Preoccupazione e ansia. Sono i sentimenti che attraversano la comunità imprenditoriale italiana in Russia dopo la nazionalizzazione temporanea di Ariston Thermo, passata sotto la gestione di Gazprom. Pochi imprenditori hanno voglia di parlare, ma a microfoni spenti molti si lasciano andare a riflessioni e in alcuni casi a veri e propri sfoghi sulla gestione dei rapporti con la Russia.

«Le spinte per uscire dalla Russia sono state forti», dice Vittorio Torrembini, presidente di Gim-Unimpresa, da 35 anni a Mosca come rappresentante di aziende italiane, uno dei pochi che parla apertamente. «Eppure – continua – le aziende che se ne sono andate sono poche, quelle che non avevano scelta, le imprese dell’oil and gas e dell’automotive, per esempio. Le altre, pur tra mille difficoltà, sono rimaste».

Secondo il datebase dell’Università di Yale, aggiornato a ieri, su 1.028 grandi imprese che hanno lasciato la Russia dall’inizio del conflitto, le italiane sono l’1,4%, una decina (Generali, Autogrill, Enel, Eni, Iveco). Le statunitensi sono circa 320, le britanniche un centinaio, le tedesche circa ottanta e le francesi una quarantina. Alcune imprese italiane stanno prendendo tempo per valutare la situazione (Barilla, Campari, DeLonghi, Geox, Armani, Intesa Sanpaolo, Maire Tecnimont, Menarini, Saipem), altre hanno ridotto l’attività (Ferrero, Indesit, Luxottica, Pirelli, Valentino) o sospeso gli investimenti (Diadora, Ferragamo, Ferrari, Leonardo, Monclair, Prada, Yoox, Zegna). Ma l’esodo dei grandi gruppi non c’è stato. Anzi, sempre secondo Yale, alcune aziende, tra cui proprio Ariston Thermo, avevano continuato l’attività (trBenetton, Boggi, Buzzi, Calzedonia, Cremonini, De Cecco, Diesel, Fenzi, Fondital, Perfetti, Unicredit, tra gli altri).

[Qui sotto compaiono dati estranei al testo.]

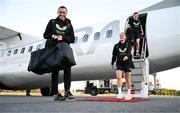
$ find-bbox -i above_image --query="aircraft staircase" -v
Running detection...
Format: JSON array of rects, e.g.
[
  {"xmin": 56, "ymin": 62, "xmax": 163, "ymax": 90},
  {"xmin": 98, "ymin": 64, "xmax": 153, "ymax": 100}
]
[{"xmin": 122, "ymin": 38, "xmax": 149, "ymax": 98}]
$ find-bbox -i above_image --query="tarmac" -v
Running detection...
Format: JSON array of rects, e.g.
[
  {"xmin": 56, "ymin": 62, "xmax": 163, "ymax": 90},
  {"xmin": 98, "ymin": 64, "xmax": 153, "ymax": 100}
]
[{"xmin": 0, "ymin": 95, "xmax": 180, "ymax": 113}]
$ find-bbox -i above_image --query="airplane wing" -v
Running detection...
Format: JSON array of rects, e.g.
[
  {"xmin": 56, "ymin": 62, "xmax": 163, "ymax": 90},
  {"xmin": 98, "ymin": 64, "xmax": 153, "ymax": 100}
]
[{"xmin": 0, "ymin": 26, "xmax": 21, "ymax": 40}]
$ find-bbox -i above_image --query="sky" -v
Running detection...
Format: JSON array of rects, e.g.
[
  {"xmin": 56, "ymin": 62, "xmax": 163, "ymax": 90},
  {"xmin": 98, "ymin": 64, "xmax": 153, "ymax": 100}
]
[{"xmin": 0, "ymin": 0, "xmax": 180, "ymax": 90}]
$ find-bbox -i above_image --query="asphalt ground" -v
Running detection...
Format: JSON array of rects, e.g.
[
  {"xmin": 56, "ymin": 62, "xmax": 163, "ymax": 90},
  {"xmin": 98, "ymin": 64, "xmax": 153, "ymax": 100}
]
[{"xmin": 0, "ymin": 95, "xmax": 180, "ymax": 113}]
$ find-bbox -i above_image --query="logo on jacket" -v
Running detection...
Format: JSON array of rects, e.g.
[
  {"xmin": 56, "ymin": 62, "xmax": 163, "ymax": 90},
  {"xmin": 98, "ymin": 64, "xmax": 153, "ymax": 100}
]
[
  {"xmin": 56, "ymin": 24, "xmax": 67, "ymax": 35},
  {"xmin": 119, "ymin": 48, "xmax": 127, "ymax": 53}
]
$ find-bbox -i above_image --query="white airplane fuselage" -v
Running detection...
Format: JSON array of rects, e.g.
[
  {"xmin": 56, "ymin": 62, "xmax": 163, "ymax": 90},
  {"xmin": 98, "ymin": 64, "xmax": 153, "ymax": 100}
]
[{"xmin": 0, "ymin": 3, "xmax": 180, "ymax": 89}]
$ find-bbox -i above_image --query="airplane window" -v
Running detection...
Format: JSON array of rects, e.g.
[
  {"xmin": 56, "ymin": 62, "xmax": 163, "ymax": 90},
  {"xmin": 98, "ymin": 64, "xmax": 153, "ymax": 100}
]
[
  {"xmin": 1, "ymin": 51, "xmax": 5, "ymax": 57},
  {"xmin": 74, "ymin": 36, "xmax": 78, "ymax": 43},
  {"xmin": 14, "ymin": 49, "xmax": 18, "ymax": 54},
  {"xmin": 94, "ymin": 32, "xmax": 100, "ymax": 40},
  {"xmin": 106, "ymin": 30, "xmax": 113, "ymax": 38},
  {"xmin": 36, "ymin": 44, "xmax": 41, "ymax": 50},
  {"xmin": 21, "ymin": 47, "xmax": 25, "ymax": 54},
  {"xmin": 28, "ymin": 46, "xmax": 33, "ymax": 52},
  {"xmin": 7, "ymin": 50, "xmax": 11, "ymax": 56},
  {"xmin": 83, "ymin": 34, "xmax": 89, "ymax": 42}
]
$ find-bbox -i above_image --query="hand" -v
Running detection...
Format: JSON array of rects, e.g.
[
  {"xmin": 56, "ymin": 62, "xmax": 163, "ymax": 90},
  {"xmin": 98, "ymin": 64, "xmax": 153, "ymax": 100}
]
[
  {"xmin": 127, "ymin": 24, "xmax": 131, "ymax": 28},
  {"xmin": 123, "ymin": 56, "xmax": 128, "ymax": 61},
  {"xmin": 57, "ymin": 35, "xmax": 62, "ymax": 41}
]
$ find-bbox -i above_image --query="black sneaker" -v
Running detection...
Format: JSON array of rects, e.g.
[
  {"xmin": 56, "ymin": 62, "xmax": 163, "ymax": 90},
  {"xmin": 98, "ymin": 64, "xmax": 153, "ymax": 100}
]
[
  {"xmin": 64, "ymin": 91, "xmax": 74, "ymax": 99},
  {"xmin": 54, "ymin": 94, "xmax": 66, "ymax": 101}
]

L’atteggiamento degli italiani, è il ragionamento che fanno molti imprenditori, è stato cauto. Per questo la nazionalizzazione di Ariston viene vissuta come un avvertimento. Torrembini parla di un segnale in vista del G7 a guida italiana. «Sul tavolo ci sarà la richiesta Usa di confiscare i beni russi all’estero. Ma gli asset russi negli Usa valgono circa sei miliardi, mentre quelli in Europa 280. Con Ariston, Putin lancia un segnale all’Italia sullo stesso terreno delle confische».

Le aziende italiane in Russia sono circa 350 (erano 450 circa prima del conflitto) di cui un centinaio hanno attività produttive. Fuori dai denti, gli imprenditori fanno notare che Roma, a volte, è sembrata più realista del re. Invece di congelare i beni degli oligarchi, dice un imprenditore, l’Italia li ha sequestrati. Sono state fatte delle azioni al limite del provocatorio, come la revoca delle onorificenze conferite ai cittadini russi, mentre Macron si è ben guardato dal togliere la Legion d’onore a Putin.